Kedua, karena bersepeda itu spesial. Seperti orang yang bisa ke tempat gym. Maka, bersepeda hanya untuk orang-orang yang mau menjaga tubuhnya.
Ketiga, karena biasanya kita melihat orang bersepeda dengan pakaian ala pembalap sepeda. Begitu juga dengan adanya rombongan bersepeda, membuat seolah bersepeda adalah sesuatu yang hanya untuk bersenang-senang, bukan untuk kebutuhan yang serius.
Jika melihat konsep-konsep tersebut, saya pikir memang pola pandang terhadap bersepeda sudah tergeser. Dari yang biasa menjadi tidak biasa.
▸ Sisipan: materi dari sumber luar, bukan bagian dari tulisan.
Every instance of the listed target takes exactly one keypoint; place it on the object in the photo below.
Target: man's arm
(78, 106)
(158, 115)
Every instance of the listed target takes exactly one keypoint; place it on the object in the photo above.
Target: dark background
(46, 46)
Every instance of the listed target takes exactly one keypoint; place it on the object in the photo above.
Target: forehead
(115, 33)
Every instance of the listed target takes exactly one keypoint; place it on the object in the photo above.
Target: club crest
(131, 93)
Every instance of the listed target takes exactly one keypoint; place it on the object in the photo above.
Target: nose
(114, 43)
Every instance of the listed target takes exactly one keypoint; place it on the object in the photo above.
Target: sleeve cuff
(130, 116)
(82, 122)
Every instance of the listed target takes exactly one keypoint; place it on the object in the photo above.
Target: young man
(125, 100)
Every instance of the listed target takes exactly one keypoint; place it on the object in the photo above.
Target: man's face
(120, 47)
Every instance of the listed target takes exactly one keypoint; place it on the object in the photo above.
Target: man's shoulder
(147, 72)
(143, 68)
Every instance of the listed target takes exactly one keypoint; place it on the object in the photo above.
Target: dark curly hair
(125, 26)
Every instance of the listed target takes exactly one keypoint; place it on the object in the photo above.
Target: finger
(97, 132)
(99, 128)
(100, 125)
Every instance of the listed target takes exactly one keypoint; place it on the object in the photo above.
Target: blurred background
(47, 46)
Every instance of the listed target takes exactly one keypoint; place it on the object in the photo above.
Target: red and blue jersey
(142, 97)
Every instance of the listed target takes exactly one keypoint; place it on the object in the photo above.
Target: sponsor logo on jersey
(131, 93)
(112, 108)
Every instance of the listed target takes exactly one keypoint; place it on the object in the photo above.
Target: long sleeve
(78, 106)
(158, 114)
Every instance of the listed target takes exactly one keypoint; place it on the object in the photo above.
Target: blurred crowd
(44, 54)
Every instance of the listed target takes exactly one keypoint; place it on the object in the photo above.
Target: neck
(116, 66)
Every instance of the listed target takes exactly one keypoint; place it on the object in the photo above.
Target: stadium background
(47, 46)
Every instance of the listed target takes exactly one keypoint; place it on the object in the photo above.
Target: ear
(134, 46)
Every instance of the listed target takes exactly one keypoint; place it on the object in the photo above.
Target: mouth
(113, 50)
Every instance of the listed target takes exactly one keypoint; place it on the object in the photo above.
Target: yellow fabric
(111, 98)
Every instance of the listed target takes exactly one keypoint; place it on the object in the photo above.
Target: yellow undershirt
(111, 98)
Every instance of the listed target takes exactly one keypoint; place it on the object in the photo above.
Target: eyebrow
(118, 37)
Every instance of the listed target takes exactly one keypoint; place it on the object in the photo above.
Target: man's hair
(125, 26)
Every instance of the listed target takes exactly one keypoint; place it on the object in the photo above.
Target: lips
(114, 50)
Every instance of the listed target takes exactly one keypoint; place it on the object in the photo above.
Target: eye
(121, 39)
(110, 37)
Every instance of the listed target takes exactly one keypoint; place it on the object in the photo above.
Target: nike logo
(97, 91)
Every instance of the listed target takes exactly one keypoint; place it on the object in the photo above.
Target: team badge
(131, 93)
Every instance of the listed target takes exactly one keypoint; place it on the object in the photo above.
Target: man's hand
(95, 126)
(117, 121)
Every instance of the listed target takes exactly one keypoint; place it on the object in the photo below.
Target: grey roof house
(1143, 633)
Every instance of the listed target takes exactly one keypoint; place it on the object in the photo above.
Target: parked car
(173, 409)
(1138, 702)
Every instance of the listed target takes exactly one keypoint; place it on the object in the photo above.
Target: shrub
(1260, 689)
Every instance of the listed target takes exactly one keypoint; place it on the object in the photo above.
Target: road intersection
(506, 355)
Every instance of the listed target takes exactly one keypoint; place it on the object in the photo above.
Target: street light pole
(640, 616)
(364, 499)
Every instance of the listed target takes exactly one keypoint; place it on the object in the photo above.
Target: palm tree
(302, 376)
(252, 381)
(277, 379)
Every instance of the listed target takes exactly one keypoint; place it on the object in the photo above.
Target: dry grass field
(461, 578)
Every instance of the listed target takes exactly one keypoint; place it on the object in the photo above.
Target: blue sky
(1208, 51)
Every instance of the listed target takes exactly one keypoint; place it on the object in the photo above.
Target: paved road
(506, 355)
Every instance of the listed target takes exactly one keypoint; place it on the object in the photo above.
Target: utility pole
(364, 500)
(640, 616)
Ini juga seolah kembali ke masa pra-kemerdekaan yang mana masyarakat Indonesia lebih jamak berjalan kaki dibandingkan bersepeda. Karena orang yang bersepeda identik sebagai kalangan borjuis.
Hingga kemudian muncullah mindset bersepeda untuk olahraga atau pun untuk senang-senang belaka. Ini pun berkaitan dengan penggolongan usia. Seperti menghadiahkan sepeda ketika lulus SD, lalu ketika lulus SMP hadiahnya adalah sepeda motor.
Begitu pun ketika tua, bisa saja kita berpikir bahwa bersepeda adalah cara untuk bernostalgia. Bahwa dulu saya pernah muda, pernah bisa menggowes sampai 10 km, dan sebagainya.
Penggambaran ini terasa menyedihkan bagi saya, karena bersepeda seperti aplikasi joget yang harus diviralkan. Padahal seharusnya bersepeda itu masih masuk kategori pola hidup yang primer, yang artinya biasa saja.
Menggunakan istilah tren kesehatan sebenarnya sudah cukup terpaparkan di penjelasan sebelumnya. Bahkan, tanpa membaca pemaparan di sini, pembaca sudah bisa memikirkannya sendiri berdasarkan update dari feed dan story di akun media sosial para figur publik.
Namun untuk istilah intimidasi, saya ungkap karena berdasarkan pengalaman saya ketika menggowes di jalan raya. Bukan karena pembagian ruas jalan, melainkan karena sulitnya penggowes untuk melakukan pembelokan ke sisi jalur yang berbeda.